ABSTRACT
Apoptosis is a regulated program of cellular suicide with profound effects on the development and homeostasis of multicellular organisms (Rudin and Thompson, 1997; Steller, 1995; Jacobson et al., 1997). Researchers have ascribed neurodegenerative conditions, various forms of cancer, and AIDS to a deregulation of programmed cell death (Rudin and Thompson, 1997). A variety of apoptotic signals induce distinct biochemical and morphological changes in mammalian cells that accompany the controlled disassembly of cellular structures (Green and Reed, 1998). In particular, the sequential proteolytic maturation of a cascade of aspartate-specific cysteine proteases (caspases) appears crucial for the execution of the apoptotic program (Thornberry and Lazebnik, 1998; Green, 1998). The endoproteolytic activity of mature caspases is limited by strict tetrapeptide sequence specificity (Thornberry et al., 1997; Thornberry and Lazebnik, 1998).
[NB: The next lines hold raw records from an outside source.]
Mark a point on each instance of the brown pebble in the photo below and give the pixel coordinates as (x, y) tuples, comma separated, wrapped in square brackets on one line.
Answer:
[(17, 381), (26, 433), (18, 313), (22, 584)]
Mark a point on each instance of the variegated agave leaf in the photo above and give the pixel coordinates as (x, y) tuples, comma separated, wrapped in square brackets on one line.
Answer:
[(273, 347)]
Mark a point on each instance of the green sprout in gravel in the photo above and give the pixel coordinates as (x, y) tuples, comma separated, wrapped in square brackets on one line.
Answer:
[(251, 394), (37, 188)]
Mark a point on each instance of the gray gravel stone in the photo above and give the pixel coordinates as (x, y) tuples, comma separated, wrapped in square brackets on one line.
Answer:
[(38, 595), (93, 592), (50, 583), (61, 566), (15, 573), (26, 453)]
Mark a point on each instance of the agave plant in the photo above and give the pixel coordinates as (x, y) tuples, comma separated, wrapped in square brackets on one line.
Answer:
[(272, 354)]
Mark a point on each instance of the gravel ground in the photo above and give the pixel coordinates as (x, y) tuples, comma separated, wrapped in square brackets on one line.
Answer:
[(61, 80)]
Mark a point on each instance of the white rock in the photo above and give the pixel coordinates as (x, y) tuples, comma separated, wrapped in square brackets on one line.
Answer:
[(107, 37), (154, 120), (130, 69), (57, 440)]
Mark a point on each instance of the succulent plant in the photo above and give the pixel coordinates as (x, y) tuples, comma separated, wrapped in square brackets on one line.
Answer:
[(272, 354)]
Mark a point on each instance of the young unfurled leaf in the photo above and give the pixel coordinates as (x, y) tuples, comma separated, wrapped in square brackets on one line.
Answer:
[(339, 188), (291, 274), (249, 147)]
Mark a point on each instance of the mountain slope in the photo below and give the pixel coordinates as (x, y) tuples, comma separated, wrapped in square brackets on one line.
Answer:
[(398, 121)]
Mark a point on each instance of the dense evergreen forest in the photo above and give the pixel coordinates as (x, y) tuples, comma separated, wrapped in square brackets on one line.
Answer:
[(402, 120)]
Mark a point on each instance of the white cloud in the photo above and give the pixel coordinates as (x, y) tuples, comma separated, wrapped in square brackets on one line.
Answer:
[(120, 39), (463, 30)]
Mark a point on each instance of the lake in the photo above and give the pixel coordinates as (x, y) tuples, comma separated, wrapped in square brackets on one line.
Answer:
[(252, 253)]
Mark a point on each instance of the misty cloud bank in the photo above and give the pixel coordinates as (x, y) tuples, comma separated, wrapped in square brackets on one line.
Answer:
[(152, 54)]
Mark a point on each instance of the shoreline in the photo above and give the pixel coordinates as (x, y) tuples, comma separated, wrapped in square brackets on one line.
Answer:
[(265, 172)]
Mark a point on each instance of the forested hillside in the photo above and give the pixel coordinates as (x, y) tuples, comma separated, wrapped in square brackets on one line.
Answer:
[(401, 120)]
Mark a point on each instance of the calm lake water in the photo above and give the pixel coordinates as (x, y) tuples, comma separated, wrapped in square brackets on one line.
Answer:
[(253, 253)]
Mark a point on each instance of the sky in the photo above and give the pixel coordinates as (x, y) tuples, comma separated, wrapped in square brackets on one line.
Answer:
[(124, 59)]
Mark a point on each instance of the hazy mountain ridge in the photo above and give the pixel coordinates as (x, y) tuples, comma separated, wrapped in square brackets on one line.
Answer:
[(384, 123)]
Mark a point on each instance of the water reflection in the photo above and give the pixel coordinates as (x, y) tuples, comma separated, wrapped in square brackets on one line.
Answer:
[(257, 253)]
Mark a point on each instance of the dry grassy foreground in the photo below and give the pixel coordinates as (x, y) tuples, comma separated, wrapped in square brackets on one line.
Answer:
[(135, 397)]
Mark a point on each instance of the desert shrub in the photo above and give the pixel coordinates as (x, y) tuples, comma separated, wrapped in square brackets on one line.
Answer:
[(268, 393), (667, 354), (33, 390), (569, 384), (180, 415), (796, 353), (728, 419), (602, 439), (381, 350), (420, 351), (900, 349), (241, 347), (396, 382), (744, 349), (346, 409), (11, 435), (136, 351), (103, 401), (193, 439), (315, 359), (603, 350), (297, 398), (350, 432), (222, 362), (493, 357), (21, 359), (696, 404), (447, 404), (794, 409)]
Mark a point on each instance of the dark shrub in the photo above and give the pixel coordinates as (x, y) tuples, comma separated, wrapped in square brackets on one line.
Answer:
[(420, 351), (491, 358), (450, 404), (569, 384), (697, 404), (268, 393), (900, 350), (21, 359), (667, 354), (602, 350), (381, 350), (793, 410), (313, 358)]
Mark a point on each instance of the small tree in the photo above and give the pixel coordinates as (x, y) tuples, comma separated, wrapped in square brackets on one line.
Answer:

Nevertheless, substrate cleavage results in the inactivation of proteins with critical functions in the maintenance of nuclear architecture, the repair of damaged DNA or
mRNA splicing; and the activation of pro-apoptotic functions such as Bid, a Bcl-2 family member, other caspases, and DNA fragmentation factor (Thornberry et al., 1997; Thornberry and Lazebnik, 1998; Cohen, 1997).